SIMONE FORTI

[103]

MOTHER AND TOKYO

— I was scheduled to go to a dance festival in Japan. Mother seemed on the verge of dying but there had already been some false alarms. Years earlier, on my way to that same festival, I had gotten sick and had canceled at the last minute. I didn’t want to do it again.

Before leaving Los Angeles, standing at Mother’s bedside I told her, “I’m going away for a few days. I’m going to Paris.” I said Paris because I often worked there and she had once lived in Paris and could envision it. In fact when she heard “Paris,” she broke into a smile. Briefly. But mainly that look of blankness, some recognition that I was going away, her voice low, just raspy sound. Eyes imploring to connect.

I arrive Tokyo. Humid, hot, big wind. Many buses with big writing, yellow and white on black and red rising sun. Loudspeakers blaring, almost bring-fingers-into-ears loudness.

At hotel desk:

I ask: “What are they saying?”

Young woman: “Black cars? Election coming.”

Me: “Oh. Vote this one.”

“Yes.”

From my seventh-floor window I see treetops wild moving. Imagine steamy hotness whipping fragrance from the leaves. My room hermetic and gently air-conditioned, I placed phone calls. “Yes, I’m trying to call from Tokyo to Los Angeles. Your system isn’t accepting my account number.” And finally, “Hello Mommy! Hello Mommy! Hello Mommy!”

Then going out to change money, stopping again by front desk.

I say: “I see park from window. Where is park?”

She looks questioning.

Me: “Trees. Many trees. Park.”

“Oh.”

She pulls out map.

“Hotel here. Park here. But typhoon coming.”

In street some rain, big wind but all have open umbrellas. Department store, fourth-floor exchange booth, fifty dollars for five hundred eighty yen. Coming out again I feel the power of the wind; a little afraid, I move fast. Some still have umbrellas open.

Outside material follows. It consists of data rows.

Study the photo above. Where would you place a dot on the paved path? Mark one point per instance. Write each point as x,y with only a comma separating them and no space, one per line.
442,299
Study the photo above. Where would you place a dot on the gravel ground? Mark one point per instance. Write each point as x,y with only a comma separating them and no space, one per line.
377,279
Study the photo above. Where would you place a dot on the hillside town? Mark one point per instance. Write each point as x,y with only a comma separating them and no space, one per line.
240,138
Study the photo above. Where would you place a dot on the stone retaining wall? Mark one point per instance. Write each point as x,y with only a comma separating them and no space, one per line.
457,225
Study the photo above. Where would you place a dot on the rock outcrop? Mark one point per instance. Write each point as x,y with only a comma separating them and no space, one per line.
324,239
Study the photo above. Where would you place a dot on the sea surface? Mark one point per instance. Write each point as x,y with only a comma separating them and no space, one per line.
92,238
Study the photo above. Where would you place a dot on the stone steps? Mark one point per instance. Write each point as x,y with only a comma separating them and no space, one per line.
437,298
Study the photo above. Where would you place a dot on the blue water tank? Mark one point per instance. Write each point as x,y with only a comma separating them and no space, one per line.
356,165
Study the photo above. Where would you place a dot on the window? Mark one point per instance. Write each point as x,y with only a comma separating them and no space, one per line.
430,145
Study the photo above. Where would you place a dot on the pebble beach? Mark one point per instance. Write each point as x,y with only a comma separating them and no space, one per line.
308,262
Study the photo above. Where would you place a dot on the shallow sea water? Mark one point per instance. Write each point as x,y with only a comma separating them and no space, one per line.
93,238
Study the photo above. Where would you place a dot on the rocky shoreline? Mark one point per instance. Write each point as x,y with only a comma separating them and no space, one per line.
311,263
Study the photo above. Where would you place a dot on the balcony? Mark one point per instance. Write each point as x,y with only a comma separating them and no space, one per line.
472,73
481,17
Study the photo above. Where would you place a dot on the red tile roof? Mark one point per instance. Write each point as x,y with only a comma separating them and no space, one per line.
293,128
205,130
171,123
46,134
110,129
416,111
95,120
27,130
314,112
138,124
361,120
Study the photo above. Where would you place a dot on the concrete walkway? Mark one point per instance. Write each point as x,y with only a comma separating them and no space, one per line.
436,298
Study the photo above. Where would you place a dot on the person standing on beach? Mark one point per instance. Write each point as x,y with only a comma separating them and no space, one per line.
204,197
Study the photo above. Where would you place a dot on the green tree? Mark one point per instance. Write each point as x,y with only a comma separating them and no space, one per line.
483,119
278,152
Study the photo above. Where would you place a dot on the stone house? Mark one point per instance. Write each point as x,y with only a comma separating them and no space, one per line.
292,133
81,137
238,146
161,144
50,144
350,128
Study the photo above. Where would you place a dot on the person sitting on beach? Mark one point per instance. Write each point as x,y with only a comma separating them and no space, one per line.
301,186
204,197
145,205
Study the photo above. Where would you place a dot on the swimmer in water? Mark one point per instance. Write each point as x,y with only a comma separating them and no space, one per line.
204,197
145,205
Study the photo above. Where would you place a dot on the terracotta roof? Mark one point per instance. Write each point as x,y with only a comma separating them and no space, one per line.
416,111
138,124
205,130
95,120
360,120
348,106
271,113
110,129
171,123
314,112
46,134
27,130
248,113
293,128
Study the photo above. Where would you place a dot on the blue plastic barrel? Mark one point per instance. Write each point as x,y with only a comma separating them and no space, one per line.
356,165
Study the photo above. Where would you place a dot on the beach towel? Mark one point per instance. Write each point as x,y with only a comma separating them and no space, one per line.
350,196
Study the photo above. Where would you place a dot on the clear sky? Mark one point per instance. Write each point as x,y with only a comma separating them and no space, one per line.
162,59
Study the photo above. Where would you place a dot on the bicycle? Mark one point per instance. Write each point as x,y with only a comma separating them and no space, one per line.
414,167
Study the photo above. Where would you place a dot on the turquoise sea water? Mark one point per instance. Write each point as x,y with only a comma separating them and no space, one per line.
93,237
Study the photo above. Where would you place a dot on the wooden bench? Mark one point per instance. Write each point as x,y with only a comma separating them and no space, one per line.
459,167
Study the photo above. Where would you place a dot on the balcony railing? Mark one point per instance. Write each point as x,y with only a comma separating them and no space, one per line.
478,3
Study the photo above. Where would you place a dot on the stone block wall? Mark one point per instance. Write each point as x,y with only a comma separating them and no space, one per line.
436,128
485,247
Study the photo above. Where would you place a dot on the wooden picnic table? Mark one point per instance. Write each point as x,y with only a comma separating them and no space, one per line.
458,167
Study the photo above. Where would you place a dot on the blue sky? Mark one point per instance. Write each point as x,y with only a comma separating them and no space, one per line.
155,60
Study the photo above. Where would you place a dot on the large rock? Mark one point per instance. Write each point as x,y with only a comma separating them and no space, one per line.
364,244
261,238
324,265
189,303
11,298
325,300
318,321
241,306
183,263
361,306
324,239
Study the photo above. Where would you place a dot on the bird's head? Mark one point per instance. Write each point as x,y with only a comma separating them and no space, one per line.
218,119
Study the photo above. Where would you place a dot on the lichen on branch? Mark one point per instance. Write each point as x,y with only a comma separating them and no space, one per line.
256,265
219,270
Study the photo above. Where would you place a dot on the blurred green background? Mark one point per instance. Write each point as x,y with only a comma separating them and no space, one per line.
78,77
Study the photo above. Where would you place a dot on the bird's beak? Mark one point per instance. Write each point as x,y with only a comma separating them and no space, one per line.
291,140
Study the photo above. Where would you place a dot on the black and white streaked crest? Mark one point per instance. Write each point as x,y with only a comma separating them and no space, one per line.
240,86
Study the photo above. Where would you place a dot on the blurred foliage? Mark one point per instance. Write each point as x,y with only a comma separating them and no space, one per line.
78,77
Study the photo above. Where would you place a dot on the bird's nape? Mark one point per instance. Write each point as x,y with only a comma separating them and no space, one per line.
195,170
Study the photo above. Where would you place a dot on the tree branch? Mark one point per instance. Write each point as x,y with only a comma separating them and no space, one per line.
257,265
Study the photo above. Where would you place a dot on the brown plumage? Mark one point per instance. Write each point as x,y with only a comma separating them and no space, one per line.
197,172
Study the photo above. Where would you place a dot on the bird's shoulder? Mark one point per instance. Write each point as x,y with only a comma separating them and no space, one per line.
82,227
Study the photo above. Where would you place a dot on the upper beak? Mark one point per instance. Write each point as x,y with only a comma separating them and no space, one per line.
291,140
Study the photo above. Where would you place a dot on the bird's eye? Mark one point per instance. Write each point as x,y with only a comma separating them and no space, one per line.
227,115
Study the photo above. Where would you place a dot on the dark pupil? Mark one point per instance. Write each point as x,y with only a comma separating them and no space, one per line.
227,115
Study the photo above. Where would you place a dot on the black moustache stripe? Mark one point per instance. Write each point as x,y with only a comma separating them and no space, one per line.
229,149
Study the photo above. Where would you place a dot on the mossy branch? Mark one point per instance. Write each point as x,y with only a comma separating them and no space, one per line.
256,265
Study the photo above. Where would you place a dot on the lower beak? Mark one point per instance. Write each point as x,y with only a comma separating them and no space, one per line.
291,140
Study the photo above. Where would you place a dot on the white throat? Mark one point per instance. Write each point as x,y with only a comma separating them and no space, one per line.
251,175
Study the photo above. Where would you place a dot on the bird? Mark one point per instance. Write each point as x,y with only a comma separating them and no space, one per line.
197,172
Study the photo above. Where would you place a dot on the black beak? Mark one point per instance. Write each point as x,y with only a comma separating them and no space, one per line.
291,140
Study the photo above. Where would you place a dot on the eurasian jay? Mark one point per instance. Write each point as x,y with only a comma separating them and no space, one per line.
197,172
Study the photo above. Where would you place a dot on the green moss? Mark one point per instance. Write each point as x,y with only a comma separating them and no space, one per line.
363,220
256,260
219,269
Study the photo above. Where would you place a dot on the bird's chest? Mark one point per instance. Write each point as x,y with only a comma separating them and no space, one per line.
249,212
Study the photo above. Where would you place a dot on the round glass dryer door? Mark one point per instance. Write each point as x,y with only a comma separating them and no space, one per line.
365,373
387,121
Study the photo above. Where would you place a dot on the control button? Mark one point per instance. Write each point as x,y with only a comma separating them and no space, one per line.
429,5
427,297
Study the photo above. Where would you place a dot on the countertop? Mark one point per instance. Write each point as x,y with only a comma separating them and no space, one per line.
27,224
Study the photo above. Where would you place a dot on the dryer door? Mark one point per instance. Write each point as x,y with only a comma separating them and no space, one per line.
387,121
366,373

Back in hotel, at front desk to get room key.

Young woman: “Not elections. Memorial Day. Those people support emperor. Today is anniversary Nagasaki. The black cars saying ‘Remember.’”

Me: “Oh. Thank you.”

Young woman: “I don’t want you have wrong information.”

“Oh, thank you. I appreciate.”

We linger, full of wanting to tell more, to hear more. She is young, sweet and clear behind desk. Thoughts bouncing around in both our minds as in a few seconds we micro-signal: “…there’s more to say, no, yes, no…” slight bows shared, “Thank you.” Again, “Thank you.” I go to elevator, my eyes leaving hers a little too quickly. Memorial Nagasaki.

Again wild moving trees seen from above. Waves of biomass crashing, running light and shadow. Finally I go down to the park. Working umbrella like kite, now with soaked shoes and pants legs. Through the locked gate I see the park’s dark floor. Take in its stillness. Breathe rich typhoon breath. A crow stands there, quiet. Earlier, a crow-call urgent, loud, and some hollow reedy sounds, first just hearing sound, then realizing it’s a call.

Mother loved languages and she gave me that love. I love to try, from one language to another, a word that is similar in French and Spanish and Italian, but in English different. Like “pioggia,” “lluvia,” “il pleut.” And then, “Rain.” “Speak” is sharp. “Parola,” “parlare,” “parlance” rolls from the tongue. “Tongue” taps at the root of the teeth and finishes back in the root of itself. “Tongue.” “Teeth” is very to the teeth. In Mother’s earlier old age she would slip from language to language to language and I would slip around with her. When she was still walking we sometimes would go to the Japanese Pavilion at the Los Angeles County Museum and walk down the spiral ramp looking at the prints, or the calligraphy. Ink that strokes the subject, and can, for a moment, change your breathing.

When I got back to Los Angeles and entered her room, Mother dug her face toward the pillow, looking away. Then I read to her in English, brief poems by Japanese women, soft and rhythmic, for her to have the activity of sound-listening, activity being so scarce in her last days. We fall silent, a peaceful moment, the brittle edge gone, we linger. I resume reading, Mother long beyond following meaning but sensing the meaning of being read to. And the grace of the sound.

Simone Forti is a dancer, choreographer and writer. Based in Los Angeles, she directs the ensemble, Sleeves, with whom she has just performed CONVERSATION PIECE at Highways Performance Space. She is interested in conversation as an important element of civic life and in the juxtaposition of, or space between, different people’s different ways of doing and seeing.